AWS — ECS and Fargate

Amazon ECS is used by a huge number of AWS customers — Slack, Lyft (in addition to Kubernetes), many SaaS startups. ECS is simpler than Kubernetes (no cluster to manage), tightly integrated with AWS (IAM — Identity and Access Management — roles map to tasks via task-role ARNs, VPC — Virtual Private Cloud — networking is native, ALB — Application Load Balancer — targets are first-class). Fargate underneath is AWS Lambda-style: AWS allocates micro-VMs (Firecracker), runs the container, charges per vCPU-hour.
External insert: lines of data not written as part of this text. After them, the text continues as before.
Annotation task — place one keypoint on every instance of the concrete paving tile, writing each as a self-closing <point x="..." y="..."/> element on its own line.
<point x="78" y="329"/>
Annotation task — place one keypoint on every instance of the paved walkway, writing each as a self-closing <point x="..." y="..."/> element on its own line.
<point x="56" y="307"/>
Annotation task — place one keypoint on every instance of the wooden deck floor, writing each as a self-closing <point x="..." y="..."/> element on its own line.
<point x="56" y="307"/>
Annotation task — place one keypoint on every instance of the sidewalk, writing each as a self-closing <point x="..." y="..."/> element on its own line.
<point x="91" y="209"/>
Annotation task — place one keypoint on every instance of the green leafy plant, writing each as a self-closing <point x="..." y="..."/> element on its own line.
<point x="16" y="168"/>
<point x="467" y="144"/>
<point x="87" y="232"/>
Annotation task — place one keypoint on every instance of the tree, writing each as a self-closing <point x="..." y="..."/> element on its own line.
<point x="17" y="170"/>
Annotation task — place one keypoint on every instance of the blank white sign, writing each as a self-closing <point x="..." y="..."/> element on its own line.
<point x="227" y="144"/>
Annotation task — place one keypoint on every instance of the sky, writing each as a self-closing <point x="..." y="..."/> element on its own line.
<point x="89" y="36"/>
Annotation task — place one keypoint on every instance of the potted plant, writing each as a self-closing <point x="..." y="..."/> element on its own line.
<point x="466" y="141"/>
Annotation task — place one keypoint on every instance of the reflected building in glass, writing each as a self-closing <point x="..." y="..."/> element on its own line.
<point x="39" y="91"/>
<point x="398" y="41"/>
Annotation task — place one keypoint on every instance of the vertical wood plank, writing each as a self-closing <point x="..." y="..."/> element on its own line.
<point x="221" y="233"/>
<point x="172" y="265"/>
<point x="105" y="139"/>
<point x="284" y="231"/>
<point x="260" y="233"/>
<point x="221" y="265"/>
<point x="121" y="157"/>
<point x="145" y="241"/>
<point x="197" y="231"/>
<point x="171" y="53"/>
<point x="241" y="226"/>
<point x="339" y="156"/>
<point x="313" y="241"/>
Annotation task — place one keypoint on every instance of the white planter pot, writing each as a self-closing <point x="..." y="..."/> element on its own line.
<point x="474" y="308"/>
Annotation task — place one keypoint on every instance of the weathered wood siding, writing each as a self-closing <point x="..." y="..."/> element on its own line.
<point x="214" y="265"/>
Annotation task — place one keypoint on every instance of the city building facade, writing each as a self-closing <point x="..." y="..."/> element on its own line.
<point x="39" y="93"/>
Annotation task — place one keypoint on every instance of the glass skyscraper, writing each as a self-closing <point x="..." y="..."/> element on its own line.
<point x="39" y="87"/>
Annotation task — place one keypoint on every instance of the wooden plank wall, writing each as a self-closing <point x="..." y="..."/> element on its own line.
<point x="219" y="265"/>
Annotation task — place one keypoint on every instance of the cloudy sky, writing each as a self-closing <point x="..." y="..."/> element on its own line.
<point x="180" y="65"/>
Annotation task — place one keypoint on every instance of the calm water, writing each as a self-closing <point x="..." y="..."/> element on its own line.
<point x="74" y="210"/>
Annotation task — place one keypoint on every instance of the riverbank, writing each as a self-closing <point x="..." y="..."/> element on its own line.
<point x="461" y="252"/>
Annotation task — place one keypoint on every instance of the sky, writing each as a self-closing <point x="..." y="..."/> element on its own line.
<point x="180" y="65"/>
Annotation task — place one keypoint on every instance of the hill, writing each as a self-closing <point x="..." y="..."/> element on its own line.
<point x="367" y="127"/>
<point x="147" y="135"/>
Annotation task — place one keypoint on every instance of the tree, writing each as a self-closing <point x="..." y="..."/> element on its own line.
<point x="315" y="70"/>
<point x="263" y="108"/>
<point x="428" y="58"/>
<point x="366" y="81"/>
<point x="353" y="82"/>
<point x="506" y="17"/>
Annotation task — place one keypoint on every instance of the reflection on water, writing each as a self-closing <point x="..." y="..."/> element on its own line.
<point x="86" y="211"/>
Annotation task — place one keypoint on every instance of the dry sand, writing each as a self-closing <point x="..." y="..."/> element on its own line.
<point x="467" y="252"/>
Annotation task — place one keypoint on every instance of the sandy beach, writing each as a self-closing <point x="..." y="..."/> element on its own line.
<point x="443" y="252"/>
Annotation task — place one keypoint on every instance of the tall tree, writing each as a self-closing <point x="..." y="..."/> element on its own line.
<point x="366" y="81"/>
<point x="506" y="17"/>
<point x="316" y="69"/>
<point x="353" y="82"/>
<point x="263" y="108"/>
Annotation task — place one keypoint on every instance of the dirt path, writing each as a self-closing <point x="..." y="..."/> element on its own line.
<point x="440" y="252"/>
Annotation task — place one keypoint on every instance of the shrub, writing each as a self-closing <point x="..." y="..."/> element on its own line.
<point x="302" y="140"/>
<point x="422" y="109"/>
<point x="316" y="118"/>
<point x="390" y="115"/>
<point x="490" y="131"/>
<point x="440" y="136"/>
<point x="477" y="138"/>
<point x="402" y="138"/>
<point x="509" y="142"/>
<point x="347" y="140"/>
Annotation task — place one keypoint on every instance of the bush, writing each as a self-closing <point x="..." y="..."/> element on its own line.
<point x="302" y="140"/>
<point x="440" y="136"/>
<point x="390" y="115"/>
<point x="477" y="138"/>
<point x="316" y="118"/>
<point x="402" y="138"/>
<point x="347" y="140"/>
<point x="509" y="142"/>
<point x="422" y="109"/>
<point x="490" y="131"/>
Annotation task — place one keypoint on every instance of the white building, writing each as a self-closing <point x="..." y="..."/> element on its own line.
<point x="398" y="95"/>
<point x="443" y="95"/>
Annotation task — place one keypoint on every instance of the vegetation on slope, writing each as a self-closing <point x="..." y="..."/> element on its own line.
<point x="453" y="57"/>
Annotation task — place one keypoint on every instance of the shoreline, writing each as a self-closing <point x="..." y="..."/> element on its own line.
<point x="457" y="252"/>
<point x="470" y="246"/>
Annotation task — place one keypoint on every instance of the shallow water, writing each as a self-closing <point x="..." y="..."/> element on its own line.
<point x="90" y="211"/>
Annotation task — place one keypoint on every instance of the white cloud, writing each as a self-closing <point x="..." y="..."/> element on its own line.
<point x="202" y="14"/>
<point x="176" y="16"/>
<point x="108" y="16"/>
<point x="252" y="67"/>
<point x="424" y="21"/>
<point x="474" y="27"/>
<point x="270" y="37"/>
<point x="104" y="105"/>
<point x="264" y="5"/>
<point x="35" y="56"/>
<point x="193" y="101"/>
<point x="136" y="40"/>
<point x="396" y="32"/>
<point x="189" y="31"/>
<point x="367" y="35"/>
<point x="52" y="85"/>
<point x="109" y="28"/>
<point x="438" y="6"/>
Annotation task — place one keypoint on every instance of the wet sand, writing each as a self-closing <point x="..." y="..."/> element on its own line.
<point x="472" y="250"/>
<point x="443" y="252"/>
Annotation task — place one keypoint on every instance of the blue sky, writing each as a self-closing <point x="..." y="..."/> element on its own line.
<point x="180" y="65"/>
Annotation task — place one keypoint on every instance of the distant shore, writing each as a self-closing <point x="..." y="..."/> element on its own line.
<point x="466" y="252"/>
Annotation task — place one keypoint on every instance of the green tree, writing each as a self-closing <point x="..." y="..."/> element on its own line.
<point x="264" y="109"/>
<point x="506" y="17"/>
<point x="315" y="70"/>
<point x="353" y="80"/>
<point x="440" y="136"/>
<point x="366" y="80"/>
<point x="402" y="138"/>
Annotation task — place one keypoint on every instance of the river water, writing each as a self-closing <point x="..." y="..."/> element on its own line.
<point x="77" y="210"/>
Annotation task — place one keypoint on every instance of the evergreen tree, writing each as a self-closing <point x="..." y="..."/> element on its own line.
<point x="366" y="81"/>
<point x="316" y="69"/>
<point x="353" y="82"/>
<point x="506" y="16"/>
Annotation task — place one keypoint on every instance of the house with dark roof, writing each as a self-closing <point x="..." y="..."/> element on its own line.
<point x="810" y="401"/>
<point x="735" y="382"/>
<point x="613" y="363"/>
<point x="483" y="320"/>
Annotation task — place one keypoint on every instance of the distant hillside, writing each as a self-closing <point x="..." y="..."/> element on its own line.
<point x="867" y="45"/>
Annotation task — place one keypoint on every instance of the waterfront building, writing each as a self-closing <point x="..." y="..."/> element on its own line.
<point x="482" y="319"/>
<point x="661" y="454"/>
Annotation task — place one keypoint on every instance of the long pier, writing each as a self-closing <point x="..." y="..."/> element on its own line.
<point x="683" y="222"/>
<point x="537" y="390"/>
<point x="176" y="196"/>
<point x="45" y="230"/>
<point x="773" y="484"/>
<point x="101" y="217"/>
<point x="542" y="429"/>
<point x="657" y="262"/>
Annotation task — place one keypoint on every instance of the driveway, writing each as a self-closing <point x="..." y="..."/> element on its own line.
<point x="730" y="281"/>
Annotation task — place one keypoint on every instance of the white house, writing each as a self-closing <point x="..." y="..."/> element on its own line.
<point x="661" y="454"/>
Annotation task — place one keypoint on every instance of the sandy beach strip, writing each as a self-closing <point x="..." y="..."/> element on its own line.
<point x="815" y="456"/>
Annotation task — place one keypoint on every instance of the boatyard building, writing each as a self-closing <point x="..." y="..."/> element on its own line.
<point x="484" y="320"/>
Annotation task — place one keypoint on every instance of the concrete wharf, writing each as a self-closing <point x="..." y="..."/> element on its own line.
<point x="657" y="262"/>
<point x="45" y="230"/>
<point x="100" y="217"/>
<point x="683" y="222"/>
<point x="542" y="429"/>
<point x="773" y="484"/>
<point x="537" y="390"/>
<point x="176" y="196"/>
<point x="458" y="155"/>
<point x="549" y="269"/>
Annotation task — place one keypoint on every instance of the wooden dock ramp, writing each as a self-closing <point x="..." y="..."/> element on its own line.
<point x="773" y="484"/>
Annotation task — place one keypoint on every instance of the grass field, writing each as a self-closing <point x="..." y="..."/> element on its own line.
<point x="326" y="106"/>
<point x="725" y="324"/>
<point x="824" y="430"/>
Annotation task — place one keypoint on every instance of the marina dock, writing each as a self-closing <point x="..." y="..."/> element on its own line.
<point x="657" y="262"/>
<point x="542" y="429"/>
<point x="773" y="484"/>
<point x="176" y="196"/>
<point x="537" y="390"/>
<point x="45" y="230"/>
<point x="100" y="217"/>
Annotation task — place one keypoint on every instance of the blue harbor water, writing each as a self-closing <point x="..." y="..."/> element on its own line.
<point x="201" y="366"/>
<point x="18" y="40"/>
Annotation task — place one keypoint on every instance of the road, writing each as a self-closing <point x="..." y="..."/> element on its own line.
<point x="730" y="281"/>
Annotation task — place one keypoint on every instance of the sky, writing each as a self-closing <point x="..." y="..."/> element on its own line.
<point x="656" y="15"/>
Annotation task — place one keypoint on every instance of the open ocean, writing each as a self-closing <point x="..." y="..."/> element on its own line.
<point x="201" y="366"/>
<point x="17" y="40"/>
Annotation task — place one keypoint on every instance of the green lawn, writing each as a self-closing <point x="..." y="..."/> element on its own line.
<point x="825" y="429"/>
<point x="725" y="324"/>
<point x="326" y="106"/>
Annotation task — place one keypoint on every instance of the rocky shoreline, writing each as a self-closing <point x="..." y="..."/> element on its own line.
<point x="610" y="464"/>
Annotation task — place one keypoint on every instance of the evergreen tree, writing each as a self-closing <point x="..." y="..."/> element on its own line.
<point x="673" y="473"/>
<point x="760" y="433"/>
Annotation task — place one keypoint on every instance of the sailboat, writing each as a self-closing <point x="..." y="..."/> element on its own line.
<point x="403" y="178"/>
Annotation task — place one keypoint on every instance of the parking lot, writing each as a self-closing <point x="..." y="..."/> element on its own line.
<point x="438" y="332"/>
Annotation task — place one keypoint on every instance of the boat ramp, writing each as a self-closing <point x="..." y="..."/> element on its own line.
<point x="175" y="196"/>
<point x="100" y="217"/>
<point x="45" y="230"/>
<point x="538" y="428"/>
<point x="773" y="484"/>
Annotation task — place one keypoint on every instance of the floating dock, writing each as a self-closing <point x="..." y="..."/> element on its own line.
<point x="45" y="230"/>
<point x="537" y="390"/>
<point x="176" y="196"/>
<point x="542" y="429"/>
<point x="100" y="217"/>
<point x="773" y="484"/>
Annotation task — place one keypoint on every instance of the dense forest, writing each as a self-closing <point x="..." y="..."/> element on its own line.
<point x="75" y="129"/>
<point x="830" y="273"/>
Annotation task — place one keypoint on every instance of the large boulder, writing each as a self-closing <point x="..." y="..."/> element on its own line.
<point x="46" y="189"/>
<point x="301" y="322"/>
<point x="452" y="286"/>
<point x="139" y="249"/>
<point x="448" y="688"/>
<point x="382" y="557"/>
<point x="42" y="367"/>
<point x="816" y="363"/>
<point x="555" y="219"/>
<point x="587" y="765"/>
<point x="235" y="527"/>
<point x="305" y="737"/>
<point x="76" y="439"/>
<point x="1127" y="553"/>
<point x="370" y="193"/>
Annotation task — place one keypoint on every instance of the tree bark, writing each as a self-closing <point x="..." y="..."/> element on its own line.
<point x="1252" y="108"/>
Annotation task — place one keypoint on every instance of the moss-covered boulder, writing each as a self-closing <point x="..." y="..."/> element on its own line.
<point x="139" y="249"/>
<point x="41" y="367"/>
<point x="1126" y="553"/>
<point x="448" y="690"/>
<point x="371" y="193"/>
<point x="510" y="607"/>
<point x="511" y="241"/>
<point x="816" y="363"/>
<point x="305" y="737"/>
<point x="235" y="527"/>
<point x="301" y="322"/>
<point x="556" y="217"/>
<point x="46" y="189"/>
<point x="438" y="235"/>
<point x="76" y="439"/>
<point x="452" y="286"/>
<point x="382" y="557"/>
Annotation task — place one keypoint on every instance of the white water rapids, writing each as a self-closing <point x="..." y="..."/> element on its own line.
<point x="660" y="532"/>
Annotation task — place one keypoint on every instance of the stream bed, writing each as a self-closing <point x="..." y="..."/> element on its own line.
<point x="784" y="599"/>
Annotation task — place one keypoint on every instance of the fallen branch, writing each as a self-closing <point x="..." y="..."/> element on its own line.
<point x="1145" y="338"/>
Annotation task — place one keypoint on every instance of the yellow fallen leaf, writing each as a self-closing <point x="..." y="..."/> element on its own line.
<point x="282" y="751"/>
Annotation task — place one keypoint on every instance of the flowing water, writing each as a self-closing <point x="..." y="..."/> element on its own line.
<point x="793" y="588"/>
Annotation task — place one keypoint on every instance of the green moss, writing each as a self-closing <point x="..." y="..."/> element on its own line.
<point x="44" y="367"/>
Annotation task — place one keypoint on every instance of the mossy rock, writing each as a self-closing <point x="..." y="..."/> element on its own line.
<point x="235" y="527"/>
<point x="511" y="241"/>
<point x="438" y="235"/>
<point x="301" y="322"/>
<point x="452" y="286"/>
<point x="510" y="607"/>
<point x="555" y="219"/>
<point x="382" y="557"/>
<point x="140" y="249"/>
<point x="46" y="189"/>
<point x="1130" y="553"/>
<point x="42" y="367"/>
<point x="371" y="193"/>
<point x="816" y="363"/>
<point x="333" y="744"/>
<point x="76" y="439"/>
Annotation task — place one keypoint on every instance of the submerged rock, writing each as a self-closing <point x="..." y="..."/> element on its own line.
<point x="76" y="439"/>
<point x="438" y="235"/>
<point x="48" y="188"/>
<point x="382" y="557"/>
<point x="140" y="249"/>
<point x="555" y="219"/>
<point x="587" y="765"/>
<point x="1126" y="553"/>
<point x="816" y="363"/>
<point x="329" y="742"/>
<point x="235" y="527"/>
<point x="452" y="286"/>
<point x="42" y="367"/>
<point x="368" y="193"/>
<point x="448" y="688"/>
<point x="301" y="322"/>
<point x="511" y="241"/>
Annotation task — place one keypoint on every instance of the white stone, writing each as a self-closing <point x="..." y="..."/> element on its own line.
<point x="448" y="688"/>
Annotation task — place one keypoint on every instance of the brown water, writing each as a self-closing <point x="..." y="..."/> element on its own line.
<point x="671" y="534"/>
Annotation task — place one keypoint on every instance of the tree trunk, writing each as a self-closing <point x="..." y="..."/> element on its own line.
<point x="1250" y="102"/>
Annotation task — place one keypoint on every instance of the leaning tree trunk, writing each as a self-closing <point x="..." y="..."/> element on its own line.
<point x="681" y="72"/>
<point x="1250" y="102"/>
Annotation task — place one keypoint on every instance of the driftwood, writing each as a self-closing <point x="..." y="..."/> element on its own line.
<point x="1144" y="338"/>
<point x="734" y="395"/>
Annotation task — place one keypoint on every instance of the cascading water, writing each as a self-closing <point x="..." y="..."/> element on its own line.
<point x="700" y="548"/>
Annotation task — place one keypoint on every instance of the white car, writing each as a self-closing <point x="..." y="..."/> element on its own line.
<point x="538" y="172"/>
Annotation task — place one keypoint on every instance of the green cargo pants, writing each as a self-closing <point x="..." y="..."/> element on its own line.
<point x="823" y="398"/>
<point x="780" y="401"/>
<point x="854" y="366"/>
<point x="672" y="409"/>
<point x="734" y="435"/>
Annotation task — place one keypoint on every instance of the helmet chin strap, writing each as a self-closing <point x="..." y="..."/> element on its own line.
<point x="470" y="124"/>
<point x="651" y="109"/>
Used by ~100k+ customers.

Numbers summary

Org Orchestrator Approx pods Approx services Approx deploys/day
Google Borg (+ k8s) billions of containers unknown continuous
Spotify Kubernetes ~10k thousands hundreds
Stripe Kubernetes ~100k thousands thousands
Lyft Kubernetes tens of thousands thousands thousands
Pinterest Kubernetes ~10k+ hundreds hundreds
Cloudflare Nomad tens of thousands across POPs hundreds continuous
Netflix Spinnaker over EC2+k8s hundreds of thousands thousands thousands

The range is enormous. Different orgs at different scales arrive at different points in the design space, and yet the same fundamental abstractions (declarative spec, reconcile loop, ephemeral workloads, network-attached storage) underlie all of them.


§16. Summary

Container orchestration is the runtime layer that turns "I want N copies of this service" into reality: a control plane stores desired state in a Raft-replicated KV store, controllers run reconcile loops that translate intent into actions, a scheduler bin-packs pods onto nodes, and per-node agents drive a container runtime through standardized interfaces for compute (CRI), networking (CNI), and storage (CSI). On top of that runtime, deployment patterns — rolling, canary, blue-green, dark launch, shadow — and delivery systems — GitOps with Argo or Flux, progressive delivery with Argo Rollouts, push pipelines with Spinnaker — turn the act of shipping software from a heroic event into a continuous, declarative, level-triggered process. The technology's contract is narrower than it appears: it promises scheduling, lifecycle, and abstraction for ephemeral workloads on a cluster of machines, not persistent state, not cross-cluster atomicity, not business correctness — and the difference between teams that ship Kubernetes well and teams that don't is largely the difference between those who internalize that narrow contract and those who don't.